Intervention | Teams involved |
Trauma team expectations of conduct Registrars and residents providing trauma coverage currently receive minimal introduction as to the expectations of that role. The trauma service is creating a document outlining high expectations around behaviour, communication and conduct involved in trauma care to be circulated at the beginning of every term | Trauma service, distribution to all others |
OneTeam practice Our work showed that team briefings are essential for laying a foundation for relational coordination for a single case. To improve, our emergency teams have started a mental rehearsal each morning | ED |
Trauma leader feedback Emergency trauma team leaders now have the opportunity to receive structured feedback on their performance from fellow consultants, registrars, nurses or other trauma team personnel | ED primarily |
To CT ‘Fast and Safe’ simulations Radiographers and emergency teams are working collaboratively to develop and evaluate a spiral simulation curriculum to improve the transfer of patients to and from the CT scanner | ED, medical imaging |
Event management Trauma service is designing and implementing a number of interventions to improve crowd control | Trauma, ED |
Radiology ‘Primary Survey’ In an effort to improve efficiency and facilitate decision-making, the ED team leaders and radiology registrars are encouraged to engage in the radiology ‘primary survey’ where the radiologist reviews the CT scans while the patient is on the table to identify significant injuries and determine if further imaging is needed before patient leaves the CT scanner | ED, medical imaging, trauma |
Combined radiographer/radiologist and ED teaching Deliberate inclusion of radiographers as appropriate in monthly ED resuscitation/trauma teaching is now standard | Medical imaging |
Maximising radiographer presence at alerts and responds Medical imaging is critical to the early phases of trauma management and is an adjunct to the primary survey.

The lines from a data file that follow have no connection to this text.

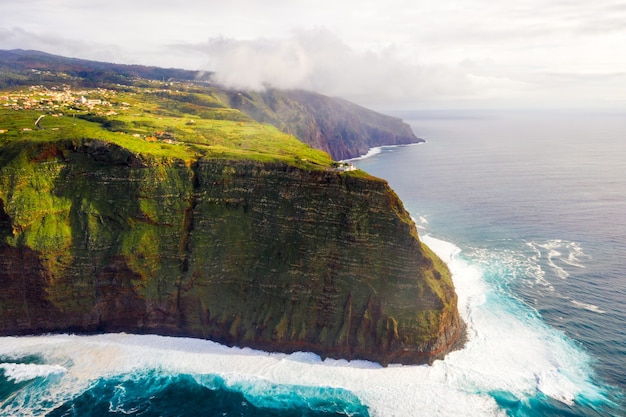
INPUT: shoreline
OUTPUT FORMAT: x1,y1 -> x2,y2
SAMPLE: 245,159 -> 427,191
338,139 -> 427,162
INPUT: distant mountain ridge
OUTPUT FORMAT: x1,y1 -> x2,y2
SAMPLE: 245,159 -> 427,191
0,50 -> 423,160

The radiographer team are working to improve attendance at traumas through improving communication channels and attending team briefings | Medical imaging |
Feedback with high acuity response paramedics Paramedics are responsible for the initial assessment of major trauma patients and often provide initial life-saving interventions. As a group, they undergo a rigorous audit process but often do not have all of the information they need to evaluate their work. The trauma service is now working with the paramedic service to provide access to imaging and provide early feedback related to their assessments and interventions | Trauma, pre-hospital |
Red blanket handover simulation Paramedics rarely enter the operating theatre. When they do it is in the context of a ‘Red-Blanket’ (direct to theatre, critically bleeding trauma patient). Anaesthetics and paramedics have designed and implemented handover simulations to improve relationships and performance in this rare, high-stakes encounter | Anaesthetics, pre-hospital, trauma |
Damage control workshop Anaesthetics, trauma and surgery designing and delivering a 1-day interactive workshop with a focus on damage control resuscitation and damage control surgery | Anaesthetics, trauma, surgery |
Trauma operating theatre simulations Anaesthetics, surgery and trauma are working with the simulation service to design and deliver trauma-related simulation exercises on a quarterly basis | Trauma, anaesthetics, surgery |
ED to operating theatre to ICU handover A critical moment of transition is the transfer of patients from theatre to ICU. The most unwell patients may not yet have had trauma imaging or completion of a primary survey. Through a number of educational, simulation and systems interventions anaesthetics, surgery, ICU and ED will explore ways to optimise transitions in trauma leadership | Trauma, ICU, ED, anaesthetics, surgery |
Trauma stand downs Trauma team leaders to initiate a trauma ‘stand down’ after the radiology primary survey at which time all teams must discuss and document plans for the patient before decanting. To be incorporated in ‘Trauma Team Expectations of Conduct’ and ongoing simulation exercises | ED, trauma |
Video feed to operating theatre For critically unwell patients requiring theatre, a video feed from trauma bays will be available in the anaesthetist, scrub nurse and surgeon in the emergency operating theatre so that the team can be directly aware of injuries, vascular access and progress towards theatre | ED, surgery, anaesthetics |
Trauma simulation training Continue monthly simulation training but with updated focus on fostering relational foundations of work across interfaces by through scenario creation and debriefing focus | All |
Trauma operating theatre RC To build on this work, the anaesthetics and surgery groups are interested in focusing on relational interfaces once the patients reach the operating theatre. They intend to undergo a similar study to the own performed but with focus on the patient who is in the operating room, not the trauma bay. This will include some new groups (blood bank, operating theatre staff, vascular surgery, cardiothoracic surgery) with some overlap from the current study (surgery, ICU, anaesthetics, trauma) | Anaesthetics, surgery, ICU, trauma |
ED, emergency; ICU, intensive care; RC, relational co-ordination.